De larges incertitudes entourent encore le projet de réforme des retraites, même si les principes généraux sont connus. Dans son document de 132 pages rendu en juillet 2019 et intitulé Pour un système universel de retraite, Jean-Paul Delevoye en décrit les grandes règles. Le futur régime voulu par l’exécutif consistera en un système à points acquis tout au long de la carrière. Universel, il doit fusionner les 42 régimes existants en un seul. Enfin, il fonctionnera par répartition : le versement des pensions des retraités sera assuré, comme aujourd’hui, par les cotisations des actifs. 

Mais qu’en est-il des modalités de transition vers le système unique ? De la prise en compte de la pénibilité ? Des mécanismes de solidarité ? Faudra-t-il travailler plus longtemps ? Jean-Paul Delevoye doit livrer les conclusions de ses discussions avec les partenaires sociaux “le 9 ou le 10 décembre”.  Le Premier ministre Edouard Philippe dévoilera ensuite les grandes lignes du projet, pour un examen au Parlement début 2020. Tous deux sont particulièrement attendus sur la question des régimes spéciaux. D’où l’importance, pour les syndicats et les salariés concernés, d’établir au préalable un rapport de force.

Une inquiétude dans le public et dans le privé

A la RATP comme à la SNCF, le sentiment domine que le contrat de départ (lourdes contraintes contre départ anticipé) n’est pas respecté. A la SNCF, le malaise est accentué par les multiples réorganisations en cours pour préparer le début de la mise en concurrence, et par l’arrêt du recrutement des agents au statut “cheminot” en 2020. Même motivation chez les enseignants, massivement mobilisés : de l’aveu même du haut-commissaire aux Retraites, ils font partie des perdants de la réforme si celle-ci ne s’accompagne pas de revalorisations salariales. 

Bien que moins voyantes, les appréhensions sont également tangibles chez les salariés du privé. Beaucoup, notamment parmi les cadres, craignent d’y laisser des plumes avec une pension basée sur l’ensemble de la carrière et non plus sur les 25 meilleures années. Le projet est de casser définitivement cette partie du modèle social français qui est la retraite par répartition”, assène le président du syndicat des cadres CFE-CGC, François Hommeril, dans une interview au vitriol publiée dans La Tribune. S’y ajoutent des professions libérales comme les avocats, qui refusent l’absorption de leur régime autonome dans un système universel. 

Des soutiens disparates

En face de ce front temporairement uni, les soutiens à la réforme apparaissent plus disparates.

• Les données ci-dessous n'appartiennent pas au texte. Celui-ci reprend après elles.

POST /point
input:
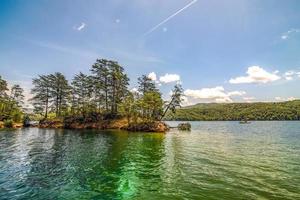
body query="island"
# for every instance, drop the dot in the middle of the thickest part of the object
(100, 100)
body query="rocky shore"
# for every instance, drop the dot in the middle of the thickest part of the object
(121, 124)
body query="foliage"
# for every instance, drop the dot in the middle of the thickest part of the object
(184, 126)
(103, 94)
(289, 110)
(176, 100)
(10, 105)
(8, 123)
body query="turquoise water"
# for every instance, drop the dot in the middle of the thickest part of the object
(216, 160)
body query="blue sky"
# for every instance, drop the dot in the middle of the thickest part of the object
(221, 51)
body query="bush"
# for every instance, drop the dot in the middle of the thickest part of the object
(8, 123)
(26, 121)
(184, 126)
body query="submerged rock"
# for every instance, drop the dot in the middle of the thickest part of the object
(54, 123)
(157, 126)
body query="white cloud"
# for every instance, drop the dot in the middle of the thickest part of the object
(249, 98)
(289, 78)
(285, 99)
(288, 34)
(152, 76)
(291, 75)
(291, 98)
(169, 78)
(82, 26)
(134, 90)
(217, 94)
(256, 74)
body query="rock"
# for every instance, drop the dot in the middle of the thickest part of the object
(149, 127)
(55, 123)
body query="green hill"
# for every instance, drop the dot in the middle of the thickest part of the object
(289, 110)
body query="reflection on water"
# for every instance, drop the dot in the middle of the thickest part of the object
(216, 160)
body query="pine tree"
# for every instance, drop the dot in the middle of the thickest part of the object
(59, 92)
(82, 88)
(16, 95)
(100, 76)
(41, 92)
(176, 100)
(146, 85)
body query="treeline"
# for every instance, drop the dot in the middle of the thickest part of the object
(289, 110)
(11, 101)
(101, 94)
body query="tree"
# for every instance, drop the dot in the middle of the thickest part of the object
(16, 95)
(41, 92)
(100, 73)
(128, 108)
(176, 100)
(118, 85)
(146, 85)
(82, 88)
(151, 105)
(3, 97)
(3, 88)
(59, 92)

Parmi eux, Laurent Berger, le secrétaire général de la CFDT devenu en 2018 premier syndicat de France. Le 24 novembre, il a rappelé sur France inter qu’il était favorable à une réforme “universelle” des retraites si “on a des mesures de pénibilité, de compensations pour les carrières hachées, pour les femmes”. Or, “selon le rapport Delevoye, les 40% des assurés du bas de l’échelle vont ‘fortement améliorer leur retraite’ grâce à la réforme”, affirment Les Echos. Les bas salaires, où les femmes sont sur-représentées, devraient ainsi toucher une pension minimale de 1 000 euros (au lieu de 980 actuellement), s’ils ont accumulé 165 trimestres.  

Un coup de pouce dont bénéficieraient aussi les agriculteurs retraités, dont un million ne toucherait que 900 euros par mois. Mardi 3 décembre, la patronne de la FNSEA, Christiane Lambert, s’est félicitée haut et fort de cette mesure. A l’issue d’un entretien avec le Premier ministre, elle a fait savoir que les agriculteurs ne se joindraient pas au mouvement social du jeudi 5 décembre.

Une attitude de l’exécutif peu lisible 

Les valses-hésitations de l’exécutif ont déboussolé jusqu’aux syndicats les plus conciliants. Ainsi en est-il de la “clause du grand-père“. Le 28 octobre, Emmanuel Macron a paru ouvert à cette disposition : la réforme ne s’appliquerait qu’aux nouveaux entrants sur le marché du travail, au moins pour les régimes spéciaux. Mais le 6 novembre, Jean-Paul Delevoye s’insurgeait publiquement contre cette concession, suivi, deux semaines plus tard, par le ministre des Comptes publics Gérald Darmanin.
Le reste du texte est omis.